He said on account of it was the closest one.
Charlie Burke said, "I come all the way out here to watch you stare past me at the wall?"
So then Tyler said, all right, because it was where LaSalle Mining did their banking and LaSalle Mining owed him nine hundred dollars. "Four times I went up the hill to collect," Tyler said in his prison stripes and haircut, looking hard and half starved. "Try and find anybody in charge can cut a check. I went to the Maricopa Bank, showed the teller a. 44 and withdrew the nine hundred from the mine company's account."
"That's how you do business, huh?"
"Hatch and Hodges owed me twelve hundred the day they shut down their line. They said don't worry, you'll get your money. I waited another four months, the same as I did with LaSalle, and drew it out of their bank over in Benson." "Who else owed you money?" "Nobody."
"But you robbed another bank."
"Yeah, well, once we had the hang of it… I'm kidding.
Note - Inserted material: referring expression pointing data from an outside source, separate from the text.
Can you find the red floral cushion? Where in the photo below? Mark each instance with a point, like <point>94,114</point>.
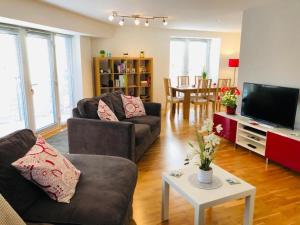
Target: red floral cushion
<point>133,106</point>
<point>105,113</point>
<point>51,171</point>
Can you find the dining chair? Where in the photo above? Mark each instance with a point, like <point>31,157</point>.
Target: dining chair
<point>183,81</point>
<point>202,96</point>
<point>215,99</point>
<point>169,96</point>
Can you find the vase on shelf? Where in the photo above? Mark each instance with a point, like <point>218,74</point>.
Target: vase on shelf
<point>230,110</point>
<point>205,176</point>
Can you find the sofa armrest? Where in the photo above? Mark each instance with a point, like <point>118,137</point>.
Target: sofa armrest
<point>152,109</point>
<point>96,137</point>
<point>76,113</point>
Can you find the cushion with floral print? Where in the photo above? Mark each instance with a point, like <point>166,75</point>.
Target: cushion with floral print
<point>133,106</point>
<point>105,113</point>
<point>48,169</point>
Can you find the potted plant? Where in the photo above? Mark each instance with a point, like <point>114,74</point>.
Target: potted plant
<point>204,75</point>
<point>229,99</point>
<point>203,152</point>
<point>102,53</point>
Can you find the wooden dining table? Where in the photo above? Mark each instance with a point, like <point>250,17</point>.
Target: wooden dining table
<point>187,91</point>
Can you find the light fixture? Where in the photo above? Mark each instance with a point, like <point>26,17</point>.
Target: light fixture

It wasn't like Red and I got drunk and went out and robbed a bank. Red worked for Dana Moon before he came with me, had all that experience, so I offered him a share, but he'd only work for wages. After we did the two banks I paid Red what he had coming and he bought a suit of clothes cost him ten dollars, and wanted to put the rest in the bank. We're in St. David at the time. We go to the bank to open a savings account and the bank refused him. I asked the manager, was it on account of Red being Warm Springs Apache? The manager become snotty and one thing led to another… " "You robbed the bank to teach him manners." "Red was about to shoot him."
"Speaking of shooting people," Charlie Burke said, prompting his friend the convict.
"We were on the dodge by then," Tyler said, "wanted posters out on us. To some people that five hundred reward looked like a year's wages. These fellas I know were horse thieves-they ran my stock more than once-they got after us for the reward, followed our tracks all the way to Nogales and threw down on us in a cantina-smoky place, had a real low ceiling."